Additionally, we use music to motivate ourselves; we generally listen to upbeat songs whilst we undertake physical tasks, such as vacuuming and working-out, whilst we tend to err on the side of the more down-tempo song for those evenings when we turn the lights down low and indulge in a relaxing bubble bath. Swap the genres around, and we may find that the housework takes a lot longer than anticipated, the work-out is not quite as exerting as we had hoped, and the relaxing bubble bath turns into a pre-cursor for a night out ‘on the town’.

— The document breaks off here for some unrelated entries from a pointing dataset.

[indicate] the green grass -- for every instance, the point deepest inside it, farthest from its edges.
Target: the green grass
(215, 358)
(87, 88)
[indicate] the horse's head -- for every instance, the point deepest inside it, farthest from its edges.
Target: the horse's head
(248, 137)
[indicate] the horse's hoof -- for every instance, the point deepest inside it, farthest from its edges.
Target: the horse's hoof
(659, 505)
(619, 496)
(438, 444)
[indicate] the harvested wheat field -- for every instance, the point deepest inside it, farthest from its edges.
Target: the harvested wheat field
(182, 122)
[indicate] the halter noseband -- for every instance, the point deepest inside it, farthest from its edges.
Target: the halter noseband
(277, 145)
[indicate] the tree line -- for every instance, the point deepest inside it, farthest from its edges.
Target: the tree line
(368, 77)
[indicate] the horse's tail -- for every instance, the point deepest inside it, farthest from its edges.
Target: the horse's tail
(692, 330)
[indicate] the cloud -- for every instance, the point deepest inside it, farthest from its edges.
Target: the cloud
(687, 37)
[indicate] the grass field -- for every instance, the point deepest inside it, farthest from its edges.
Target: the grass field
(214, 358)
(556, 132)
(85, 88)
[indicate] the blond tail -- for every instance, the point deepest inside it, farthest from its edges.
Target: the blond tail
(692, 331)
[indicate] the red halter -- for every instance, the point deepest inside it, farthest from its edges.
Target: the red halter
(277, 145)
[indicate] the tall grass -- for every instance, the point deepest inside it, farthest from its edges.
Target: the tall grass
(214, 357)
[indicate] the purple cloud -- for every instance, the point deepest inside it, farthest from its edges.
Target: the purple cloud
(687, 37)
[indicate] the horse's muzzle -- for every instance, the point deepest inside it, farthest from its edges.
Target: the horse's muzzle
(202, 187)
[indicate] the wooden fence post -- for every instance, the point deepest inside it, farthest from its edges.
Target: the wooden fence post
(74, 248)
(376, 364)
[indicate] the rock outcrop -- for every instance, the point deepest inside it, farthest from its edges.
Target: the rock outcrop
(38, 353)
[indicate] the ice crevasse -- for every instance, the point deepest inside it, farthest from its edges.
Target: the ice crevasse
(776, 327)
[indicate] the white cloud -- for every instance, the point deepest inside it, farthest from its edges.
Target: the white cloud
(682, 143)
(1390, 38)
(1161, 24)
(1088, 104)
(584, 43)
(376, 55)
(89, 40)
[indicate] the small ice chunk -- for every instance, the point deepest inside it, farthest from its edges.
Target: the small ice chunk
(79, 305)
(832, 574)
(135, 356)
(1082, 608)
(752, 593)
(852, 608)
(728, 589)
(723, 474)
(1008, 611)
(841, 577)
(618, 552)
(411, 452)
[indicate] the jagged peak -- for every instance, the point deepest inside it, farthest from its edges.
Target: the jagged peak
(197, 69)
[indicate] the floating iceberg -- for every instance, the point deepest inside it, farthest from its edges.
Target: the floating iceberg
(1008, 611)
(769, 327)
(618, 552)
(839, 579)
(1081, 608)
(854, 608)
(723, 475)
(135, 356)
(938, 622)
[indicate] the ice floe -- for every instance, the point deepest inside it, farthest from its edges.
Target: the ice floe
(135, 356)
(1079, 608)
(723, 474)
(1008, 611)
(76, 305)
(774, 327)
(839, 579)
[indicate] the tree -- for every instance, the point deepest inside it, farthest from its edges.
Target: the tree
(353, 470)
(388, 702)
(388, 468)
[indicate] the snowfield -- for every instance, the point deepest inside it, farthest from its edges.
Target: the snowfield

The aforementioned theories reflect the reality that we do feel emotion in music. We listen to the lyrics and feel the beat of the song, we use it to vent our own feelings, to reflect our pain onto something that can absorb it, mix it up, and spit it back out at us using sounds and words that we have not contemplated, or are unable to express. We know that our brains react to music, yet we cannot definitively test our cognitive reactions to emotive music, simply because the areas that would be aroused in our brains during such a study could potentially be reacting to something else-to a thought, a memory, a hope, or even a fear.
Consider that perhaps ALL these theories are correct: consider that, as Hindemith theorised, the emotions are experienced, yet are not real: a sort of play-acting. This in itself could be a therapeutic outlet for an emotion hidden inside, and as much as faking a smile cheers one up, perhaps exhibiting a ‘music-emotion’ could, in fact, be a coping strategy for those unable to vent their sadness at particular life events. Consider it a bonus that these emotions are short-lived, for as quickly as you can turn off the song, you can carry on with your daily life, and with the bonus of a weight of the ‘tears and memory’ removed from your shoulders.